Baroness Warsi: Muslims have moved faster than Tories on gay rights
The former Chair of the Conservative Party Baroness Warsi has weighed in on gay rights after a poll showed overwhelming opposition among British Muslims.
The ICM poll of 1000 Muslims was commissioned last week for Channel 4’s ‘What British Muslims Really Think’.
Just 18% of Muslims surveyed agreed that homosexuality should be legal in Britain, while 52% said it should be banned.
Nearly half (47%) said they would not be happy with a gay person being a teacher, while they were also overwhelmingly opposed to equal marriage.
Baroness Sayeeda Warsi, the former Chairman of the Conservative Party and Minister of State for Faith and Communities, challenged the conceptions that Muslims are moving slowly on the issue,
She said: “There is social conservatism, maybe even social intolerance, but most religious communities on the issue of homosexuality have been on a journey on this.
“So has my own party, so has the Church of England.
“But our community in Britain is 50 or 60 years old – we have moved faster than my party, which has been around much longer, or the Church.”
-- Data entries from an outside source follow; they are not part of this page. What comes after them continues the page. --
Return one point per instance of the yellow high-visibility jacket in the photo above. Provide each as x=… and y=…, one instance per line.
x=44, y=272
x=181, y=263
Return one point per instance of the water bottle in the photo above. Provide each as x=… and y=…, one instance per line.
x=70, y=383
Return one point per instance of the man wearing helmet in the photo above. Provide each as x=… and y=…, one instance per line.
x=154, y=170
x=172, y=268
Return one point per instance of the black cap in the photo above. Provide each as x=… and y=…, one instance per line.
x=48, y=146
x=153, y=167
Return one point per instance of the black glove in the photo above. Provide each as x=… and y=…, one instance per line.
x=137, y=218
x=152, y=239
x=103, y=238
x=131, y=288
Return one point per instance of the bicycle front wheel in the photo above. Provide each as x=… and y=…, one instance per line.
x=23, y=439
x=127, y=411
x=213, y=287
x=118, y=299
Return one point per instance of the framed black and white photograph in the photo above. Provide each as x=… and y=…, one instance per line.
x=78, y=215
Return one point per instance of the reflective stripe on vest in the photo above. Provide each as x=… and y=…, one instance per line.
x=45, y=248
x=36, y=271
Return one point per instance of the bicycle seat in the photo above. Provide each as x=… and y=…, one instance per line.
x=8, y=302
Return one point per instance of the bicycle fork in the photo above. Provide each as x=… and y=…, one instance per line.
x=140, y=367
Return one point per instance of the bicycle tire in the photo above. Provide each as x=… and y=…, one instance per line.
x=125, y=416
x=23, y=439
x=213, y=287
She added: “The Muslim community is conservative in its views, but that is no different to most other religious communities.
“If you compare attitudes to a group of evangelical Christians or Hasidic Jews you would find similarities.”
Baroness Warsi herself previously used overly homophobic language in campaign leaflets – claiming in 2005 that an equal age of consent and the abolition of Section 28 allowed “schoolchildren to be propositioned for homosexual relationships”.
She later claimed equal marriage would negatively impact faith groups.
However, she conceded she was “on the wrong side of history” about the issue and admitted she had been “wrong” in the past.